We made some specific coding choices above that made our two logical into a computable check that can actually be run. Indeed, sort_spec xs sort returns true if and only if sort returns the correct answer on xs. There are some tricky points here.

Why is our sorted function the same as our predicate for the list being sorted?
What about equal_elements?

What to do with a formalized spec?

What we have done above by defining sort_spec is show that, for a given list xs, we can decide whether sort behaves correctly on that list xs. Correctness of an algorithm on a specific input is usually easy to directly check. What's harder is showing that sort behaves correctly on all inputs:

\[ \forall xs \in \texttt{int list}, \texttt{sort_spec}(xs, sort). \]

In general, questions like this one above is undecidable: no computer program, given the code for sort, can automatically compute with absolute certainty whether the above formula is true. This is mostly due to the fact that int list is infinite (modulo restrictions in OCaml about the sizes of integers), so we can't exhaustively check every case. However, even though this problem is undecidable, there are still a lot of things you can do.

Decidability

We can generalize the above discussion to talk about decidability in general. Given a set \(S\) (encoded via logical specs), the decision problem for \(S\) is the task of asking whether a given function \(f\) is inside of \(S\) or not. The decision problem for \(S\) is decidable if there exists a program decide that, given \(f\), can always output a correct yes/no answer for whether \(f \in S\). A problem is undecidable if there does not exist such a program. Thus, this set is decidable:

\[ S = \{(xs, f) \mid \texttt{sort_spec}(xs, f) \}\]

while this one isn't:

\[ S = \{f \mid \forall xs, \texttt{sort_spec}(xs, f) \}.\]

Property-Based Testing

Given a specification \(S\) given via logical specs, we can use property-based testing, or PBT, to test whether a given function \(f\) is in \(S\). The essence of PBT is to reinterpret all universal quantifiers as probabilistic checks, where we sample from a distribution (often many times). While we can't decide if \(f \in S\) with absolute certainty, PBT still allows us to automatically find counter-examples with minimal effort.

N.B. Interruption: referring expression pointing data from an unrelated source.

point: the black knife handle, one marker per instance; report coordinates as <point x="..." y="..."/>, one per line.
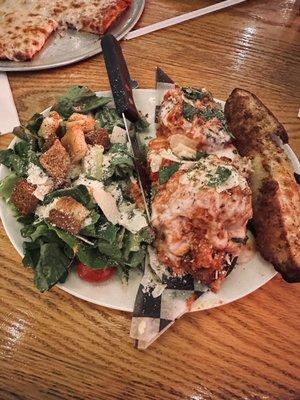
<point x="119" y="77"/>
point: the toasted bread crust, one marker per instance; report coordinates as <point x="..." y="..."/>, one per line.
<point x="276" y="195"/>
<point x="23" y="198"/>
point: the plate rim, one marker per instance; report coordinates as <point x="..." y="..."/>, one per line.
<point x="266" y="279"/>
<point x="17" y="68"/>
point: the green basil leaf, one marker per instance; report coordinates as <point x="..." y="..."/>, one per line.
<point x="165" y="173"/>
<point x="220" y="176"/>
<point x="193" y="94"/>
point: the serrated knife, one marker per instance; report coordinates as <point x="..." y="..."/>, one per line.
<point x="120" y="84"/>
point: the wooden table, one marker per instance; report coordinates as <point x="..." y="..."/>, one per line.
<point x="55" y="346"/>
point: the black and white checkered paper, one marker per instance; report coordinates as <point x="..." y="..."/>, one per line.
<point x="159" y="302"/>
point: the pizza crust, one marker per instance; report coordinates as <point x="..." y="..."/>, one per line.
<point x="23" y="34"/>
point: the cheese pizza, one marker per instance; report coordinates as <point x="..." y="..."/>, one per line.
<point x="202" y="200"/>
<point x="23" y="34"/>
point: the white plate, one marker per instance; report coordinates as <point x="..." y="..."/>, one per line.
<point x="75" y="46"/>
<point x="243" y="280"/>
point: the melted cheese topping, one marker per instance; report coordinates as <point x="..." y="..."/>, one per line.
<point x="207" y="131"/>
<point x="23" y="33"/>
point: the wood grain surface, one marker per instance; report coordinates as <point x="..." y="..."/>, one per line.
<point x="55" y="346"/>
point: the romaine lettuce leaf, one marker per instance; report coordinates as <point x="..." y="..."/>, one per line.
<point x="108" y="118"/>
<point x="79" y="99"/>
<point x="51" y="267"/>
<point x="92" y="257"/>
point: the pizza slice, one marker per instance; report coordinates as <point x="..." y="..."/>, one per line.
<point x="202" y="200"/>
<point x="89" y="16"/>
<point x="23" y="34"/>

Since our logical spec for sort is \(\forall xs, \texttt{sort_spec}(xs, \texttt{sort})\), we see we have one quantifier that we need to sample for. We sample this quantifier using a generator:

let gen_uniform_list (len_bound : int) : unit -> int list = fun () ->  
    let len = Random.int len_bound in 
    (* Standard library function to create lists using a function *)
    List.init len (fun _ -> Random.int 100)

A note about Random

In OCaml, Random.int generates random values based on a pseudorandom number generator (PRNG), which creates random values given a seed. If you use Random.int (or any other function in Random) and you want it to actually be random, you need to call Random.self_init () first. Alternatively, you can fix the seed by calling Random.init 32.

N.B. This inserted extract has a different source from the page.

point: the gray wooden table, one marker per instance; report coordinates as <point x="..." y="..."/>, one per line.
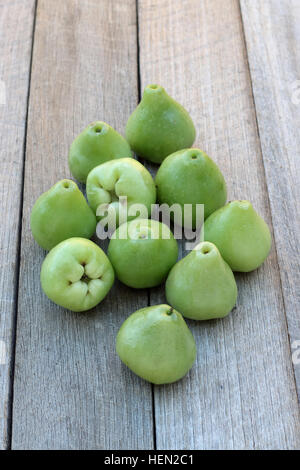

In general, a generator for t will have type unit -> t; thus, we can think of gen_uniform_list as being a function from integers (for the length bound) to generators for int list. We now create a sampler for the quantifier, which we will suggestively call forall:

let rec forall_list (gen : unit -> int list) (prop : int list -> bool) (trials : int) : (int list) option =
    if trials <= 0 then     
        None (* No counter-example found *)
    else 
        let xs = gen () in 
        if prop xs then 
            forall_list gen prop (trials - 1)
        else Some xs

Above, we are using the OCaml standard library functions for List. We will use them more going forward. If all tests succeed, we return None; else, we return Some xs, where xs is the counter-example of correctness. Additionally, we are abstracting over the generator we will use for the input.

Next class we will run this on an implementation of sort!